Moncef shared with us a personal reflection—two of his children now live in Paris, yet neither knows their next-door neighbor by name. In contrast, he proudly stated that he knows nearly everyone in the medina, a community of around 100,000 people. This deeply ingrained communal spirit, amplified during Ramadan, stands in stark contrast to the fervent individualism embedded within Western social institutions.

Perhaps it is an over-generalisation to claim that the West lacks such communal practices, but in my personal experience, I have never felt the same intensity of camaraderie as I did in the medina. This raises an important question: what is the value of this kind of community? There must be some advantage to the self-reliant individualism increasingly characteristic of Western nations. I believe there is if we are to measure success in terms of productivity. Yet, I would argue that what we gain in individual productivity, we may lose in fulfilment. Of course, this is not a direct correlation, but as illustrated in my last post, loneliness and depression are increasingly prevalent, particularly in Western societies. There are surely numerous causes for this phenomenon, but our increasing lack of communal traditions is almost certainly one of them.

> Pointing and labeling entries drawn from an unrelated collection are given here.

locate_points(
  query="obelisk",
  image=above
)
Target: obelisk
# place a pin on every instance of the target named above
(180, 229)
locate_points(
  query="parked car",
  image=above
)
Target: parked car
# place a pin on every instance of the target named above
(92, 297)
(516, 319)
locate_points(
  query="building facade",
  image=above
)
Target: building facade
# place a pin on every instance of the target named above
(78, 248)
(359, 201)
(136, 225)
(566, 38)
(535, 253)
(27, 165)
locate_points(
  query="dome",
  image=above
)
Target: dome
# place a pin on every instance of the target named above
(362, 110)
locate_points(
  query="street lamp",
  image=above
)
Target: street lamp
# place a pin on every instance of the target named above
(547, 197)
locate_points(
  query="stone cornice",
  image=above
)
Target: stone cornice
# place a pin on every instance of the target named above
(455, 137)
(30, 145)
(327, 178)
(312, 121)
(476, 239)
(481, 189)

In today’s world, we are supposedly more connected than ever, yet many people still feel distant and isolated. While we are able to communicate very successfully across vast distances, perhaps it's a stretch to say that we are able to connect across those same distances. Connection is more than just text or speech—it engages all the senses within a shared space and cultural practice. The internet excels at facilitating communication, but it has yet to replicate the depth of human connection. Perhaps this is where the concept of the metaverse attempts to bridge the gap, offering a more immersive shared space. But will the ability to gather in digital environments bring people closer together or only push us further apart? I personally believe that the metaverse is an eventual inevitability, so it's important then to ask what lessons we might be able to glean from those pockets of the world which seem to do connection best.